When Bottom fishing, I like using snelled hooks. Not the store-bought snells, but home-snelled.
I like the snell because this method of attatching terminal tackle allows you to create a strong and straight knot that tightens up when you have a large fish on. When tied correctly, the Knot doesn't slip. Tying your hook directly to the leader also eliminates loss of catches due to faulty snap swivels. (I see way too many people putting a snap on end of leader and attatching a hook that way!) I also use almost exclusively circle hooks.
Circle hooks with a snell knot (one of the strongest and simplest fishing hook knots) were found to have the highest catch rate by a considerable margin and caught more than twice as many fish as either O'Shaugnessy and Octopus patterned hooks of the same size. The method of tying fishing hooks was investigated by an independent study group and a difference in catch rate between tying a circle hook versus snelling a circle hook was determined to be around 20% in favor of the snell knot. Besides improved catch rates, the snell knot takes only seconds per hook to tie. The resulting attachment is one of the strongest fishing knots around, whereas tying to the eye of the hook weakens the trace by as much as 40% (depending on the knot used and the skill of the fisherman tying the knot).
See the diagrams below on snelling a hook.
here's how I pre-rig, note, you must have both ends of the leader "open":
- First pass the trace through the eye of the hook from the front of the hook. Only pass it through about half an inch, maybe an inch.
- Hold the shank of the hook and the half inch tag end and wrap the trace around both the shank of the hook and the tag end 7 to 9 turns. keep them tight and close!
- Pass the trace back down through the eye of the hook from the back of the hook.
- Pull the trace tight while holding the hook to set the snell. There should be very little or no tag end protruding when the knot is set, but when first starting, it's normal to have a little left over. in fact, i do this on purpose, just incase I didn't quite set the snell tight enough. :)
If the hook curls up towards the trace you have snelled the hook correctly. It is believed that snelling a hook like this makes the trace act as a spring and improves the hook up rate and also prevents the fish from throwing the hook.
Here's how I replace a break-off using the uni-knot, only one end need be "open":
Thread about six inches of line through the eye of the hook.

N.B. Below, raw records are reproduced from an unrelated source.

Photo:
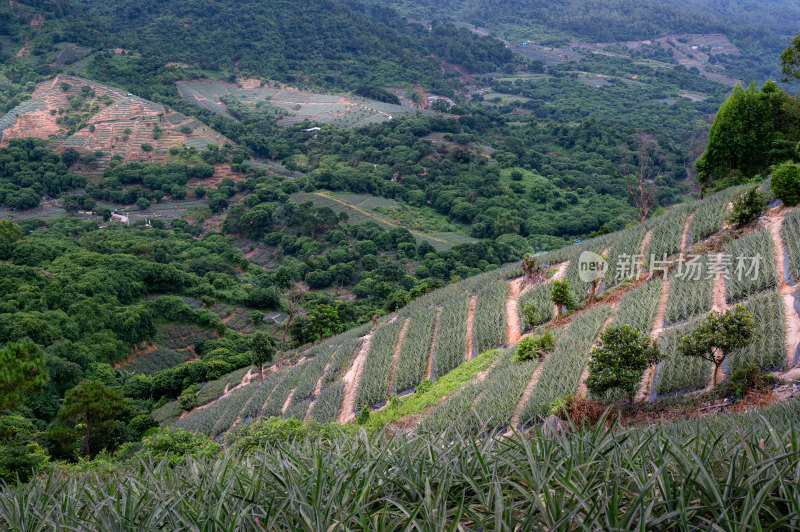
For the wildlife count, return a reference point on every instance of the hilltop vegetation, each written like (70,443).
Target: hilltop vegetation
(260,279)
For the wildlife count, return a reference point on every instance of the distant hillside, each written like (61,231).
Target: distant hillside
(322,42)
(92,117)
(456,336)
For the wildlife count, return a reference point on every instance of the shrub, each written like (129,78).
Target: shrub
(785,183)
(747,206)
(562,296)
(744,380)
(363,416)
(176,444)
(620,359)
(274,430)
(535,347)
(718,335)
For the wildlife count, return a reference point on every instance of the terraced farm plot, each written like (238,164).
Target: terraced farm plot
(212,390)
(752,266)
(290,377)
(489,322)
(252,409)
(314,370)
(155,361)
(690,290)
(790,234)
(639,306)
(504,387)
(236,318)
(767,351)
(451,341)
(540,296)
(374,384)
(450,414)
(665,240)
(623,256)
(183,336)
(111,121)
(679,373)
(329,403)
(412,362)
(362,208)
(343,111)
(709,216)
(561,371)
(219,416)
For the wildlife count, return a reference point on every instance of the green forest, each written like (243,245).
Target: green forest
(238,287)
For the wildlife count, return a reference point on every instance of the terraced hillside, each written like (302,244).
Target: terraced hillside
(295,105)
(455,330)
(82,114)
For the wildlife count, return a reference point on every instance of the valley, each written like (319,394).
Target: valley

Hold the line against the hook's shank, and form a Uni-Knot circle.
Make five to seven turns through the loop and around the standing line and hook's shank.
Tighten by pulling the standing line in one direction and the tag end in the other.
You can also snell multiple hooks in tandem:
Once you have perfected snelling a hook, it is very simple to make up a two hook trace.
Simply snell the first hook on, then pass the end of the trace through the back of the second hook and you're ready to snell the second hook on.
Set the distance between the hooks at about two thirds of the length of the bait fish you intend to use before snelling the second hook (if you want two hooks in a large bait) or any distance if you just want multiple small baits... better for one big bait though!
When tying a two hook "pilchard rig", it has been found found that keeping the hooks in line further improves both your catch rate and the ability of the rig to hold soft baits and/or live baits.
If using whole baits, put one hook through the head and the other hook through the body behind the gut cavity and make sure the second hook goes around the spine of the bait fish.
(The head of the bait should be on the bottom hook.)
A quick word on the uni-knot:
The uni knot was developed by Vic Dunaway as a knot that a fisherman could, in all certainty, use for nearly any situation. illustrated above for snelling
attatching terminal tackle
even splicing lines or attaching a leader to braid.
just remember to wet the knot before tightening!